Pourquoi écrire un nouveau livre sur le thème de la mondialisation ? Y a-t-il eu des changements depuis votre dernier ouvrage ?

Joseph E. Stiglitz. Beaucoup de choses ont évolué, comme le nouveau rôle de l’Inde et de la Chine. 2,4 milliards d’habitants se sont intégrés à l’économie mondiale. L’impact est énorme. La perception de la mondialisation a aussi changé. Aujourd’hui, même le FMI reconnaît l’instabilité créée par les marchés de capitaux même si sa politique ne change pas. S’ils reconnaissent, depuis les négociations de l’OMC en 2001 à Doha, que les cycles commerciaux précédents ont nui au développement, les cycles suivants ont toutefois été des échecs. Le commerce international doit changer d’orientation car il est injuste et ne fonctionne pas.

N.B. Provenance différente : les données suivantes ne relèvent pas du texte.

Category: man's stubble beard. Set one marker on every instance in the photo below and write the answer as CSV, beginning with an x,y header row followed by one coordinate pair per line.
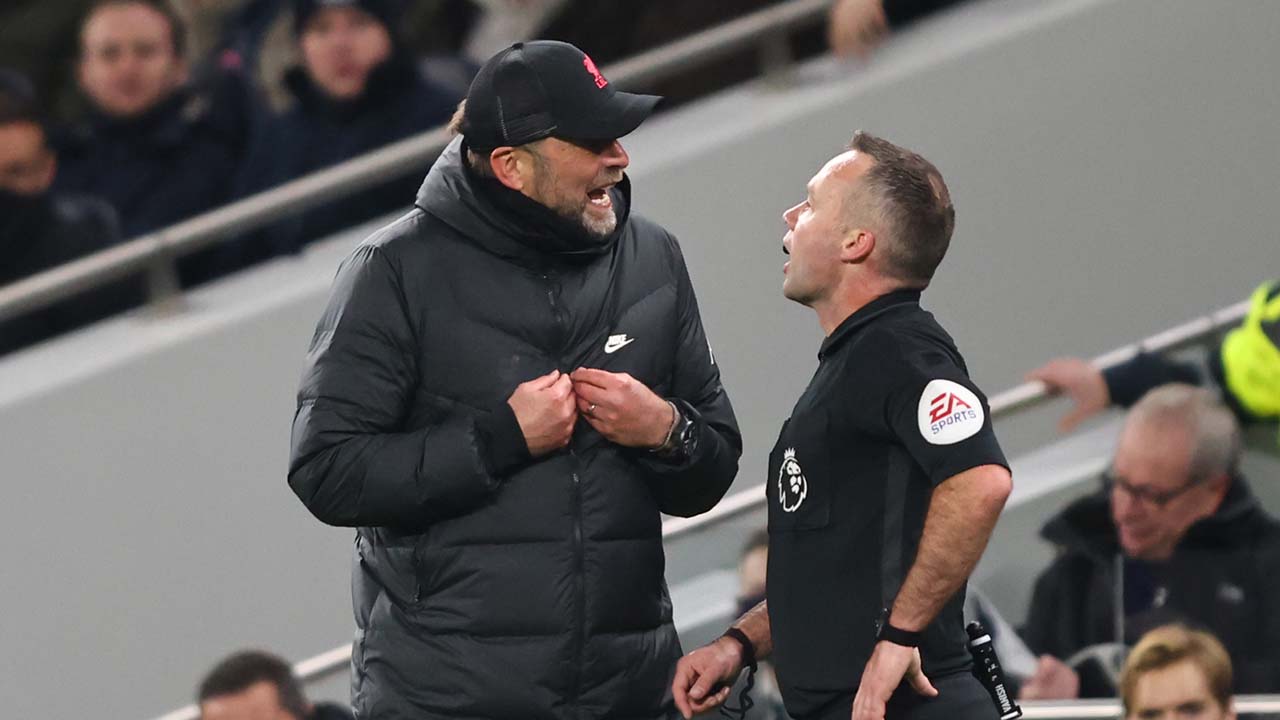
x,y
575,210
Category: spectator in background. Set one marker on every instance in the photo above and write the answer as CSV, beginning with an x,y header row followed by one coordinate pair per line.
x,y
1246,365
151,149
356,90
40,228
1175,673
259,686
1178,534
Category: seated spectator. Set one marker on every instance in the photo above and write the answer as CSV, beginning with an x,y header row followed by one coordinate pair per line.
x,y
1175,673
858,27
151,149
39,228
752,570
257,686
1246,367
1176,536
356,90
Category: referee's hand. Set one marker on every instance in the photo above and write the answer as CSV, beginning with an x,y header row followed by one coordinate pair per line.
x,y
705,677
890,664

Les fonds d’investissement deviennent très puissants. Ils entrent et sortent très vite du capital des entreprises, créant beaucoup d’instabilité. Ils semblent incontrôlables...

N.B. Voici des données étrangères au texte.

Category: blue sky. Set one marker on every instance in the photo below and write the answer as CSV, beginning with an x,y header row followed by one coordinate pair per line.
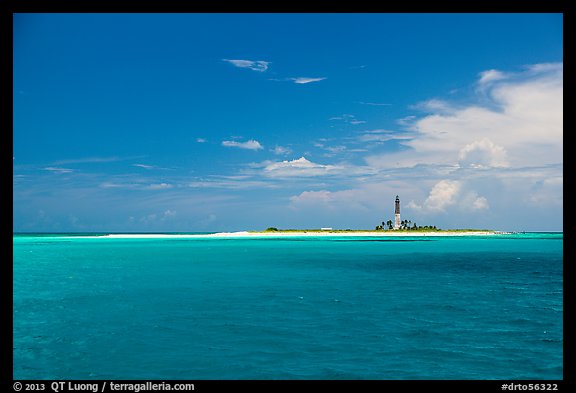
x,y
211,122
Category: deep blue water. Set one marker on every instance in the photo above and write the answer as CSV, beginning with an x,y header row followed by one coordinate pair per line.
x,y
303,308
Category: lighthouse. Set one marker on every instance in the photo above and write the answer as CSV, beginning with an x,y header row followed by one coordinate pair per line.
x,y
397,213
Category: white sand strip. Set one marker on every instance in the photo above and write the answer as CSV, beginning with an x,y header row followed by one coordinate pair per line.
x,y
246,234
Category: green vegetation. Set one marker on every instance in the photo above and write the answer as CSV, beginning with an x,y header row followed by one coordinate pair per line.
x,y
404,228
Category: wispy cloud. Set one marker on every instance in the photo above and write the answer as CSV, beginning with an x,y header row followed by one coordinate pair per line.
x,y
299,167
144,166
346,118
373,103
90,160
304,80
254,65
281,150
248,145
380,136
58,170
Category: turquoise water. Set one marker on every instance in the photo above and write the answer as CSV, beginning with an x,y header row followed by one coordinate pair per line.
x,y
299,308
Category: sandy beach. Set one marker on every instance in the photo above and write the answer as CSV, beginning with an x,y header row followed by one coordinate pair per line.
x,y
246,234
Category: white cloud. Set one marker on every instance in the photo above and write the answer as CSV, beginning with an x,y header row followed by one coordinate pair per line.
x,y
481,154
373,103
446,196
58,170
299,167
281,150
442,195
490,76
350,119
254,65
159,186
303,80
169,213
144,166
249,145
520,126
381,136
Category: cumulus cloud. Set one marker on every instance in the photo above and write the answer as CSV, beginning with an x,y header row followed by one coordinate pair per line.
x,y
490,76
248,145
520,126
481,154
448,195
254,65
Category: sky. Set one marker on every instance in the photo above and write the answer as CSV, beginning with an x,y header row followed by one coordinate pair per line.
x,y
227,122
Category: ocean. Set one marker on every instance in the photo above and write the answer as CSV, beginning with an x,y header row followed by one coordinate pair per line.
x,y
467,307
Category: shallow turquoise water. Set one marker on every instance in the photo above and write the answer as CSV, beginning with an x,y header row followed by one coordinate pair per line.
x,y
298,308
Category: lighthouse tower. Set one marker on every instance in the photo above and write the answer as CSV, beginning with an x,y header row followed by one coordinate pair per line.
x,y
397,213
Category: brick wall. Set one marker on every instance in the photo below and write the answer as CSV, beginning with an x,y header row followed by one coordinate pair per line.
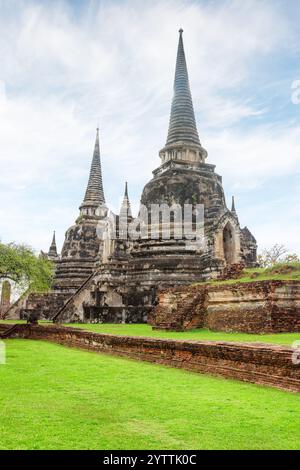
x,y
259,363
254,307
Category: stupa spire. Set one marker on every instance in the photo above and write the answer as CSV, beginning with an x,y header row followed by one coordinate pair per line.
x,y
94,194
125,211
233,205
52,253
182,126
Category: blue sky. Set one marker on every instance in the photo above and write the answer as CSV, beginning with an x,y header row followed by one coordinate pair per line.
x,y
68,65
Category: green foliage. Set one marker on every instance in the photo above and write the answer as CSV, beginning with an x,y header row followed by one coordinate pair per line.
x,y
276,254
20,264
70,399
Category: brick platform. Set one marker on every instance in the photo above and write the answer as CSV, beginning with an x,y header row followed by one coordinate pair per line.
x,y
258,363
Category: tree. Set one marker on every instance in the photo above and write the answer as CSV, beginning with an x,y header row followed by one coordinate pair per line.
x,y
20,264
276,254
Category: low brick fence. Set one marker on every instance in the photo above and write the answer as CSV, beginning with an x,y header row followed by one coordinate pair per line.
x,y
251,362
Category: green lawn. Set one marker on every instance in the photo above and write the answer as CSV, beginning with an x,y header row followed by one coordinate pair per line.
x,y
52,397
278,272
146,330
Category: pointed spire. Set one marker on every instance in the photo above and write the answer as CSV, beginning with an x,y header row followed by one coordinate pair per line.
x,y
233,205
182,126
94,193
125,211
52,253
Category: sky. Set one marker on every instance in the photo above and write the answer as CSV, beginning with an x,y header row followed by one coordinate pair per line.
x,y
68,66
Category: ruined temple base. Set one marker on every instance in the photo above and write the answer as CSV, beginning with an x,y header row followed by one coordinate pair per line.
x,y
262,364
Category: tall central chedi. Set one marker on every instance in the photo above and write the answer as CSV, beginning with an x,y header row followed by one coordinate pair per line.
x,y
184,177
117,279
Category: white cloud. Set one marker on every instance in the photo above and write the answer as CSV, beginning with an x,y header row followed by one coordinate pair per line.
x,y
64,71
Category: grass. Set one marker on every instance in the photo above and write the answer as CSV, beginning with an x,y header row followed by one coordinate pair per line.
x,y
285,339
52,397
200,335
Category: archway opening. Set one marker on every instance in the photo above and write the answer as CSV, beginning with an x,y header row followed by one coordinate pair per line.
x,y
229,247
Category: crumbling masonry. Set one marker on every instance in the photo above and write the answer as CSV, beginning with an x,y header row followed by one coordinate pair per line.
x,y
106,279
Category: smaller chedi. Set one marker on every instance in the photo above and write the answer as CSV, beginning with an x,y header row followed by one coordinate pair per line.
x,y
105,276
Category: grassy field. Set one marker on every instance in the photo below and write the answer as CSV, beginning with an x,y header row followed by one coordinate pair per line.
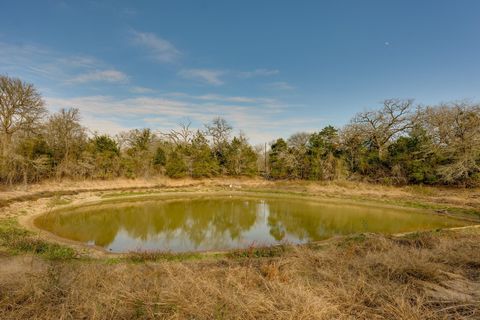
x,y
428,275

Joseph E. Stiglitz. Nous sommes de nombreux économistes à nous en inquiéter. Le marché financier ne considère que le court terme. On ouvre les pays à des capitaux qui entrent et qui sortent sans contrôle. Certains disent que cela impose une discipline.

Or, pour qu’une discipline soit bonne, elle doit s’inquiéter de la croissance à long terme et non de ceux qui ne pensent qu’aux vingt-quatre prochaines heures. C’est en fait une critique de la libéralisation des marchés financiers.

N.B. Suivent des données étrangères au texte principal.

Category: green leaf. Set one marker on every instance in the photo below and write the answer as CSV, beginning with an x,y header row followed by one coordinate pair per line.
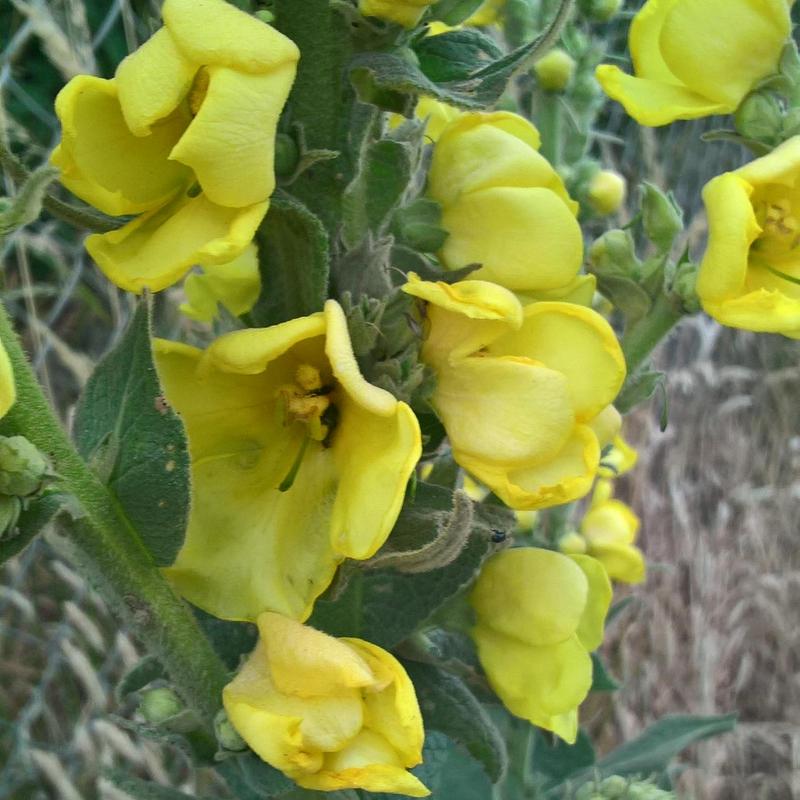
x,y
450,707
456,55
638,388
147,790
31,522
135,442
384,606
376,191
149,669
454,12
652,751
294,262
601,678
250,778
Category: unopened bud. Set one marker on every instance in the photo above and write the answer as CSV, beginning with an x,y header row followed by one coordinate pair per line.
x,y
22,466
614,254
606,191
227,736
662,218
572,543
286,155
159,705
599,10
554,70
759,117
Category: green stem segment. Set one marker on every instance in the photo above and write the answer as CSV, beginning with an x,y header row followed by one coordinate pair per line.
x,y
110,549
641,339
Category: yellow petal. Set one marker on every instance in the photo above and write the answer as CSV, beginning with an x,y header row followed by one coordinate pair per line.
x,y
308,663
368,762
236,285
216,32
539,684
479,150
653,103
591,628
158,249
732,228
533,595
624,563
392,711
527,239
230,143
577,342
566,477
152,81
103,163
504,410
749,36
375,456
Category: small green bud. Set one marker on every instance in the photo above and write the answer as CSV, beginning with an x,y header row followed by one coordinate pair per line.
x,y
606,192
661,216
10,508
22,466
287,155
159,705
599,10
554,70
227,735
614,254
759,117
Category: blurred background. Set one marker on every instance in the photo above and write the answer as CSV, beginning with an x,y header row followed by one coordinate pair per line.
x,y
715,627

Quid de l’ownership society (« société de la propriété ») prônée par Bush ?

Joseph E. Stiglitz. Au nom de ce modèle, finalement, la croissance aux États-Unis ne concerne que ceux qui sont en haut de l’échelle. Durant les cinq dernières années, même les classes moyennes se sont appauvries. La plupart des États-Uniens aujourd’hui vivent moins bien qu’il y a cinq ans. Le gouvernement des États-Unis a favorisé les classes élevées de la société tout en diminuant les revenus des classes les plus pauvres. Ce n’est certainement pas un modèle à suivre. Les gens se demandent parfois comment les États-Unis peuvent afficher une telle croissance. Mais la situation dans le pays a empiré !

Vous savez qu’il y a un débat en France à ce sujet...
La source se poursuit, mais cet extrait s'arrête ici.